Kenworthy points out that public opinion, however, only goes so far in advancing the agenda on the left. “Generally the way this has worked in the United States is that enactment and expansion of most of these public insurance programs is not really driven by changes in public opinion, but by circumstances—when a left coalition is in power and has a chance to expand or enact them. Then once these programs are put in place, and usually they work pretty well, then people get used to them and grow to like them. Then you end up with lots of support for them in public opinion surveys.”
Elite and civil society support for social programming will be key, however. As Kenworthy notes, “Sanders, Warren, and progressive elements of Biden show that some segments of Americans are open to social democracy.” Moreover, he says “there is a shift towards greater embrace of candidates standing for high office who are supporting a big extension of public insurance programs,” and thus 2020 “…could be like the 1932 or 1964 elections but not because there’s been a surge of support for social democracy among Americans.”

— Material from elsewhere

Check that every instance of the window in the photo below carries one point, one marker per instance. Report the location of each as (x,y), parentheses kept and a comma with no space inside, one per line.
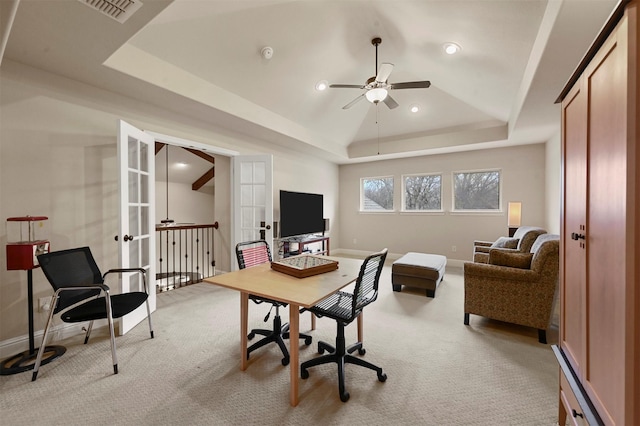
(376,194)
(422,193)
(476,190)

"Generally the way this has worked in the United States is that enactment and expansion of most of these public insurance programs is not really driven by changes in public opinion, but by circumstances—when a left coalition is in power and has a chance to expand or enact them. Then once these programs are put in place, and usually they work pretty well, then people get used to them and grow to like them. Then you end up with lots of support for them in public opinion surveys.”
As Kenworthy puts it, whether 2020 is the year for social democracy depends on a whether it’s a year of confluence. “We may end up with this conjunction of Democrats inclined to enact things and in a position to do it—which distinguishes 2020 from 1992 or 2008.”
Support for some sort of socialist change exists, as do opportunities for reform. If the Democrats capitalize on their current support and are pulled left by a mix of popular and civil society pressure alongside the growing clout of the social democratic/democratic socialist caucus, the 2020 election may indeed generate the enactment or expansion of public programs in the United States of America.